Hz. Musa'nın durumu ile ilgili olarak sana bildirdiğimiz bu kıssalar da önceki milletlerin haberleridir. Kur'anda bunları sana anlatıyoruz. Ki bu Kur'anda "Zikir" diye de adlandırılır. Çünkü Kur'an Allah'ı ve ayetlerini hatırlatmaktır. Önceki asırlarda meydana gelen bu tür ayetleri hatırlatmaktır.
Kur'an-ı Kerim bu hatırlatmadan yüz çevirenlere suçlular adını vermekte ve onları kıyamet günündeki bir sahnede canlandırmaktadır. Bu suçlular, yolcuların kendi yüklerini taşımaları gibi ağır günah yüklerini taşımaktadırlar. Aman Allah'ım! Ne kötü bir yüktür bu! Mahşer gününde toplanma amacı ile Sur a üfürüldüğünde bu suçlular, üzüntü ve kederden yüzleri mosmor kesilmiş bir halde toplanırlar. Aralarında gizli gizli konuşurlar. Korku, ürkeklik ve mahşer alanım kuşatan dehşet dolu atmosferi sebebiyle seslerini yükseltemezler. Ve onlar yeryüzünde geçirdikleri günleri tahmin ediyorlar. Artık dünya hayatı onların gözünde basitleşmiş ve geçirdikleri günler hayallerinde oldukça silinmiştir. Onlar bu hayatı, birkaç günden öte bir şey olarak değerlendirmiyorlar artık. "Siz dünyada sadece on gün kaldınız. Onların daha akıllı olanları ve daha sağlıklı görüş sahipleri ise onun çok daha kısa olduğunu öne sürüyor. "Siz dünyada sadece bir gün kaldınız." İşte bu şekilde yeryüzünde yaşadıkları koca ömürleri bir anda siliniyor, gözlerinde eriyip gidiyor. Hayatın mutlulukları ve üzüntüleri bir anda basite iniyor. Bütün bunlar hem zaman, hem de değer açısından gayet küçülüyor. Her türlü zevk ve imkânla donatılmış alsa dahi, on günün ne değeri olabilir? Her bir dakikası ve her bir saniyesi mutluluk ve sevinç dolu olsa dahi bir gecenin ne değeri olabilir? Sonsuza dek uzanıp giden bir hayatın yanında bir günün, on günün sözü edilir mi? Mahşerden sonra kendilerini bekleyen ve kesintisiz devam edecek olan bu dönemin yanında, şu kısacık mutlulukların sözü mü edilir?
Sahnenin dehşeti, dağların o gün ne olacağı konusunda sordukları bir soruyla daha bir şiddetlenerek beliriyor. Bu soruya verilen cevap, onların karşı karşıya bulunduğu dehşetin derecesini,bütün açıklığıyla ortaya koyuyor.

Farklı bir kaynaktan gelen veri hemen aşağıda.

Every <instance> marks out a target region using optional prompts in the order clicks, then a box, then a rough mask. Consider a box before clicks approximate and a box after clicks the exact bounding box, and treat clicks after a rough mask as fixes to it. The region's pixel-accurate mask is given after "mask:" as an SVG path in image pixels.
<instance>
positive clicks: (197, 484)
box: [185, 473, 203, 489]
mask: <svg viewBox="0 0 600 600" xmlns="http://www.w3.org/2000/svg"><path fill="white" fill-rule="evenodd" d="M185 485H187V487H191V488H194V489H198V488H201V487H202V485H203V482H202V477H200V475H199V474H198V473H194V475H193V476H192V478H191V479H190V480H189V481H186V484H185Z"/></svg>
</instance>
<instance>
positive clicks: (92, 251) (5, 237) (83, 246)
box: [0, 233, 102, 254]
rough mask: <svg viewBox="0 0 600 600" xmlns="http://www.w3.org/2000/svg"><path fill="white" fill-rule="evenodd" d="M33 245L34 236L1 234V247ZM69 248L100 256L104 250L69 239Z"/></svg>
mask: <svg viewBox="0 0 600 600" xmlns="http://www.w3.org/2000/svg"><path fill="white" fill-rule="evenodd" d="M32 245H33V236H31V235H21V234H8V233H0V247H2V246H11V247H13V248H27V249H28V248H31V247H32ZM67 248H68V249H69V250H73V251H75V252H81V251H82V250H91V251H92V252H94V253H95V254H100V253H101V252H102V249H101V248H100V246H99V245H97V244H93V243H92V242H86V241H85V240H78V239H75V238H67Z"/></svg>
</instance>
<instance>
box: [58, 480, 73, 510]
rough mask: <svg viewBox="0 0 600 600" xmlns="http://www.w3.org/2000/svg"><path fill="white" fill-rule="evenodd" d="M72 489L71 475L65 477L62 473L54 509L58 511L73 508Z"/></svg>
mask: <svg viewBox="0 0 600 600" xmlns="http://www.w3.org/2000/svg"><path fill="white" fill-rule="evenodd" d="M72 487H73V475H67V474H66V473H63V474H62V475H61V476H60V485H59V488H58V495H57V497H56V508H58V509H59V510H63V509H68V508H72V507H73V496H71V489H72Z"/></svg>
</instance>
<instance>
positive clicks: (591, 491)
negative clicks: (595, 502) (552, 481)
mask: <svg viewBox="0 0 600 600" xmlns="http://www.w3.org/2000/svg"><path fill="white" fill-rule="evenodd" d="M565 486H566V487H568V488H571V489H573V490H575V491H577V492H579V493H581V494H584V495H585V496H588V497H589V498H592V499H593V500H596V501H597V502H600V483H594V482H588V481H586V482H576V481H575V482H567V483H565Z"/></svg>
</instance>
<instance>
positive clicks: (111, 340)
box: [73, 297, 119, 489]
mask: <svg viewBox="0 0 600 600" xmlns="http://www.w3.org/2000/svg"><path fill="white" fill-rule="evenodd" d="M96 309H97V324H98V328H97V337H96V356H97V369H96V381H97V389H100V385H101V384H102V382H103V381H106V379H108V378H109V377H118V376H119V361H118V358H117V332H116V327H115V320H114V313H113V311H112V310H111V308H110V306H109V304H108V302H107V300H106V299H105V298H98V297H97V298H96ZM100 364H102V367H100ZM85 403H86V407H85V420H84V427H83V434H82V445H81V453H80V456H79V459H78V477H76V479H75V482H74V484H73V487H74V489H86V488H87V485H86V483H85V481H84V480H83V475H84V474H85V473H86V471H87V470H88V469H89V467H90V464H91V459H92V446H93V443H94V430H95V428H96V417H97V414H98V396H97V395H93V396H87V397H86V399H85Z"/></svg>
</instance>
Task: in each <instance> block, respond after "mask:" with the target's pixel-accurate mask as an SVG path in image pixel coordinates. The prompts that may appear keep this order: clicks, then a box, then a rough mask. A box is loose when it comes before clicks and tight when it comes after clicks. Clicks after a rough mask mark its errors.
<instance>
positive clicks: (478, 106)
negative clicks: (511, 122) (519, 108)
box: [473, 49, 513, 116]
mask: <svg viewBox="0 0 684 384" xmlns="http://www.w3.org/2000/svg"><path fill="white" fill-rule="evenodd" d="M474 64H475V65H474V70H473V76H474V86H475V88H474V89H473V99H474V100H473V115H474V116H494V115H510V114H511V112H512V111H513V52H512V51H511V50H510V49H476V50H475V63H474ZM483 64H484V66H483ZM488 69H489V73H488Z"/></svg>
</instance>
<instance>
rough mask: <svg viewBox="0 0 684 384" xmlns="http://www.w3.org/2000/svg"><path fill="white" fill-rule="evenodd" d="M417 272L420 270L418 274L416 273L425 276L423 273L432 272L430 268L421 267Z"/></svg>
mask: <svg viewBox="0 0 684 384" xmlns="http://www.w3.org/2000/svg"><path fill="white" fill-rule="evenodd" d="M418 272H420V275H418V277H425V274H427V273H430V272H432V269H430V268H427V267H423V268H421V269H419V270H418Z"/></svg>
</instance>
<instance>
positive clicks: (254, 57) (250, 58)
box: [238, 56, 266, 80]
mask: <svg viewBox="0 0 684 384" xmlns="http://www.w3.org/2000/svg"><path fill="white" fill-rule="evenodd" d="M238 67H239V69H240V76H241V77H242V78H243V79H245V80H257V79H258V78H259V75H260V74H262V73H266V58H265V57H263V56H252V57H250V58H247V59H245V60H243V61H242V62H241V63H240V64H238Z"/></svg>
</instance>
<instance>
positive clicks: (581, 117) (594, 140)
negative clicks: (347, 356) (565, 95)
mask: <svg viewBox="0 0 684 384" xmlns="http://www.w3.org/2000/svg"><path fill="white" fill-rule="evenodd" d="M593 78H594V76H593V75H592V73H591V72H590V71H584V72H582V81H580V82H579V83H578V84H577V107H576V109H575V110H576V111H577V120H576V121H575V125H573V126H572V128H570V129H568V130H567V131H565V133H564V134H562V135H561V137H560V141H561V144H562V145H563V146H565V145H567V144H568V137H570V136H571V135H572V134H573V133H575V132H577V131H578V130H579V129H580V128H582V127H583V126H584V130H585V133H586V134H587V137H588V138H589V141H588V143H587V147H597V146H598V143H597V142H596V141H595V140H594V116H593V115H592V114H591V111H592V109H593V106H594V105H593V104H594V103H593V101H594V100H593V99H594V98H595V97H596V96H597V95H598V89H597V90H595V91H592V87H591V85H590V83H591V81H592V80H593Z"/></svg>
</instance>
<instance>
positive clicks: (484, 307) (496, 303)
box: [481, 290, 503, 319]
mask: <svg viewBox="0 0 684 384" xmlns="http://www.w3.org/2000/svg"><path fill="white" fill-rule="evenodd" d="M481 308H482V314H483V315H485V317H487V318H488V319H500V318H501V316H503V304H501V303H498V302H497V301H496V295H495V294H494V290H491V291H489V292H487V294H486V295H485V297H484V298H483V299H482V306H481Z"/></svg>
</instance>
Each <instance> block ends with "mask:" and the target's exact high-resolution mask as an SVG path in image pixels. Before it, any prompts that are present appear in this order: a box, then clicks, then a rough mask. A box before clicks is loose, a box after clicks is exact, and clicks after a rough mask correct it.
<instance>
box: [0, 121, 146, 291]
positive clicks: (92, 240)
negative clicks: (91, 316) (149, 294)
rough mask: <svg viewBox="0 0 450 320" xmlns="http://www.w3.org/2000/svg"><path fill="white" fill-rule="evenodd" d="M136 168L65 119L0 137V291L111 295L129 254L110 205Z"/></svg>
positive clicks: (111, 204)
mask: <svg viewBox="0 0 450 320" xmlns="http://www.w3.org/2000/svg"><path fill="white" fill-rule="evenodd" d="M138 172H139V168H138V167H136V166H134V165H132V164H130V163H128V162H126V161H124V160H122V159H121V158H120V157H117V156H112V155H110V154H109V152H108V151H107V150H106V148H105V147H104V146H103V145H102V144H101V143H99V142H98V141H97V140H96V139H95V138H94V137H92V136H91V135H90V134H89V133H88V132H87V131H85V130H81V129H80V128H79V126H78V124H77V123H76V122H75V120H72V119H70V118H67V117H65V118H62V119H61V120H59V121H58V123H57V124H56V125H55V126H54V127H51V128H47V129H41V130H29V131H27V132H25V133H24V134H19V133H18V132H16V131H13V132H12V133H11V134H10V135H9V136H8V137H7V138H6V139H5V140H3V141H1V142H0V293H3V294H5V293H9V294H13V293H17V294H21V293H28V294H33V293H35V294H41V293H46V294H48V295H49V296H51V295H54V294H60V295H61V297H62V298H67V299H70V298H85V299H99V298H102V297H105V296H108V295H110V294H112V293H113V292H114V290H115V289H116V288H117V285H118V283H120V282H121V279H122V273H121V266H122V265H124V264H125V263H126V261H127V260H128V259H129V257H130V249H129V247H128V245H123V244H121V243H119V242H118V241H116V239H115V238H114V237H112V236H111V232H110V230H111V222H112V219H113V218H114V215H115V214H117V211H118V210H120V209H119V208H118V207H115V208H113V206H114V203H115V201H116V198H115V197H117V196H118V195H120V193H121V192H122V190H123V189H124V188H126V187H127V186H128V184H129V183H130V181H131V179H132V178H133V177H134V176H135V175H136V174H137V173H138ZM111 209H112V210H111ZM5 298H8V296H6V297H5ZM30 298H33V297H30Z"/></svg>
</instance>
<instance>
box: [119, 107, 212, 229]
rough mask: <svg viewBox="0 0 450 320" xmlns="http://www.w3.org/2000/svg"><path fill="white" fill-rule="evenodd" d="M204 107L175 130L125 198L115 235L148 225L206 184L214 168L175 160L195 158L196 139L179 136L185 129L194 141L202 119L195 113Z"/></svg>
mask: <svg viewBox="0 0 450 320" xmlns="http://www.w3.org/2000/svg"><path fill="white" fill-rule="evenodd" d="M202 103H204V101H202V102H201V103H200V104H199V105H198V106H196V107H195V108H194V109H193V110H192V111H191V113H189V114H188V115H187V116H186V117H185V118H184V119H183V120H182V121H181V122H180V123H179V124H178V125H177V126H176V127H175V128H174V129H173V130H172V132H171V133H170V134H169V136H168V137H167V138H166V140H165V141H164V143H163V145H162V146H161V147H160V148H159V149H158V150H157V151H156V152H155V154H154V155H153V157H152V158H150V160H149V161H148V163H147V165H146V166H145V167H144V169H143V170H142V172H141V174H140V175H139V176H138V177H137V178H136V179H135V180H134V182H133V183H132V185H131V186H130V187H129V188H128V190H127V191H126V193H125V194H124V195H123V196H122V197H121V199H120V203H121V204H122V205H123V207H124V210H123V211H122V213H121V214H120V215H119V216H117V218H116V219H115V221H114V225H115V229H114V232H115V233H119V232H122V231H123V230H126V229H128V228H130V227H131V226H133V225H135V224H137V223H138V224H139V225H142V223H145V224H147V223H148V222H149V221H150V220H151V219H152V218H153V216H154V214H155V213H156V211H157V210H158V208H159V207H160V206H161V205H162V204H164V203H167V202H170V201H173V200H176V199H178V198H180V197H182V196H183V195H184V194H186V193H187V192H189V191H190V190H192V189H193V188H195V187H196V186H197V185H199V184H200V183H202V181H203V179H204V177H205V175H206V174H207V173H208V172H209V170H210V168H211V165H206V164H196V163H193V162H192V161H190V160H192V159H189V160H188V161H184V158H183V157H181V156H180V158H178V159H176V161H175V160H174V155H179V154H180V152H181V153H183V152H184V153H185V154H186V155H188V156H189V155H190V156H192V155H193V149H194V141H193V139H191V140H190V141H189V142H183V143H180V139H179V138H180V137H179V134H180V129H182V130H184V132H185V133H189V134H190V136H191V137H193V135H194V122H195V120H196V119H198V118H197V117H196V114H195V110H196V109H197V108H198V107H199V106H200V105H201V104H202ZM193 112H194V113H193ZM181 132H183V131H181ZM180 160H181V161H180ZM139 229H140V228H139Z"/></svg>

105- Ey Muhammed, sana dağlara ilişkin soru sorarlar. De ki; Rabb'im onları ufalayıp havada savurur.


106- Yerlerini dümdüz ve çırılçıplak bir alana dönüştürür.


107- O alanda hiçbir engebe, hiçbir tümsek göremezsin.


108- O gün insanlar, hiç sağa-sola sapmaksızın, kendilerini toplamaya çağıran görevlinin adımlarını izlerler. Rahmeti bol olan Allah'ın korkusu ile tüm sesler kısılmıştır. Bu yüzden fısıltıdan başka bir şey duyamazsın.


109- O gün rahmeti bol olan Allah'ın izin verdikleri ve sözünden hoşlandıkları dışında hiç kimsenin aracılığı, şefaati işe yaramaz.


110- Allah, insanların geçmişlerini ve geleceklerini tümü ile bilir,


fakat insanların bilgisi O'nu kuşatamaz.


111- O gün bütün yüzler, diri ve tüm varlıkları gözetip yöneten Allah'ın karşısında öne eğiktir. Sırtında zulüm yükü taşıyanlar perişan olmuşlardır.


112- Mü'min oldukları halde iyi ameller işleyenler ne haksızlığa ve ne de ödül kısıntısına uğramaktan korkarlar.